Manchmal gehen mir Bilder durch den Sinn, manchmal sind es Liedtexte oder Gedichtzeilen. Das kann daran liegen, dass ich sie erst kürzlich gehört oder gelesen hatte. Ich frage mich dann, warum gerade diese eine Zeile, warum diese Melodie, wo ich doch einiges mehr gehört und gelesen hatte. Etwas, das mir aus der Erinnerung immer wieder mal aufscheint, ist das Gedicht „Der Winterstier“ von Georg Britting. Aber dies alles wusste ich bis heute nicht. Erst durch eine Google-Suche fand ich den Autorennamen und das zugehörige Gedicht. Denn ich erinnerte nur diese eine Strophe:

Es klirrt im Frost
Der Buchenwald,
Das Buchenscheit
Im Ofen knallt.

Mehr nicht. Was ich damit verband, war die Kälte, der Frost und Buchenwald. Letzteres jedoch nicht als Bezeichnung für einen Wald voll mit Buchen. Das Konzentrationslager Buchenwald ist in unserer Familie ganz eng mit dem Großvater verknüpft, dem Vater meiner Mutter. Diesen lernte ich als Kind kennen bei unseren Besuchen in seiner Heimatstadt Hann.-Münden. Wir waren manchen Sommerurlaub dort. Opa Wilhelm verbrachte zehn Jahre seines Lebens in diesem Lager. Zehn Jahre, die seine Tochter ohne ihn verbrachte, zuhause zusammen mit ihrer älteren Schwester und ihrer Mutter. Dort waren sie ausgesetzt den Schikanen der Waffen-SS, den Hausdurchsuchungen und der Ausgrenzung wegen ihrer Kontaktschuld.

Opa Wilhelm kam zurück aus Buchenwald, seine Haft endete als Panzer der US Armee im April 1945 das Lager angriffen. Die SS-Kommandantur flüchtete, die noch verbliebenen Wachen wurden von Häftlingen überwältigt. Dafür nutzten sie Waffen, die sie im Laufe der Jahre eingeschmuggelt und versteckt hatten. Es gab auch im Lager einen Widerstand. Als Mitglied der KPD war Opa Wilhelm von Anfang an beteiligt. Seine Tätigkeit als Kalfaktor im Kleiderlager ermöglichte es ihm, Mithäftlinge zu schützen und zu unterstützen. Als Überlebender des Lagers musste er sich später den Verdacht gefallen lassen, er hätte nur überleben können, weil er mit der Lagerleitung kollaborierte.
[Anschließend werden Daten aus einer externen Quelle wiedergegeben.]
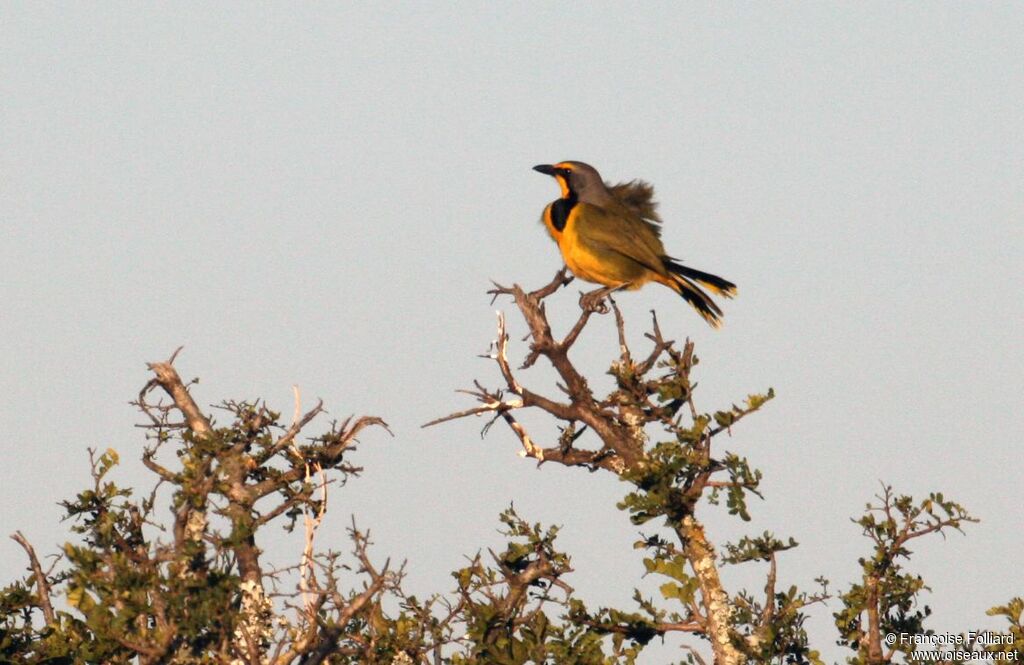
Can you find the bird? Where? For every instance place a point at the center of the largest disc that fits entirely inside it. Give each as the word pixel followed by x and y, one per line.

Anfang der 90er Jahre war ich mit Kerstin in der heutigen Gedenkstätte nahe Weimar. Es sollte ein Kranz niedergelegt werden zum Angedenken an die in Buchenwald vernichteten Sinti und Roma. Es war kalt damals, ein eisiger Wind zog über den Platz, der früher als Exerzierplatz diente. Die Lagerinsassen mussten dort über Stunden hinweg antreten. Sie mussten dafür büßen, wenn sich wieder einer ihrer Mithäftlinge in den elektrischen Zaun geworfen hatte. Bei Wind und Wetter standen sie in ihrer dünnen Häftlingskleidung. Lange Jahre danach erinnerte ich mich daran, wenn ich unter meiner warmen Dusche stand. Darf ich das, habe ich mich gefragt.

Ertappe ich mich heute dabei, mal flappsig zu bemerken, dass doch jedem das Seine gegönnt sei, dann fährt mir ein Schrecken durch die Glieder. Es mag wohl sein, dass es den Menschen als Individuen überlassen bleibt, wie sie ihr Leben leben. Es ist mir jedoch nicht mehr möglich, dies durch solch ein Zitat zu kommentieren.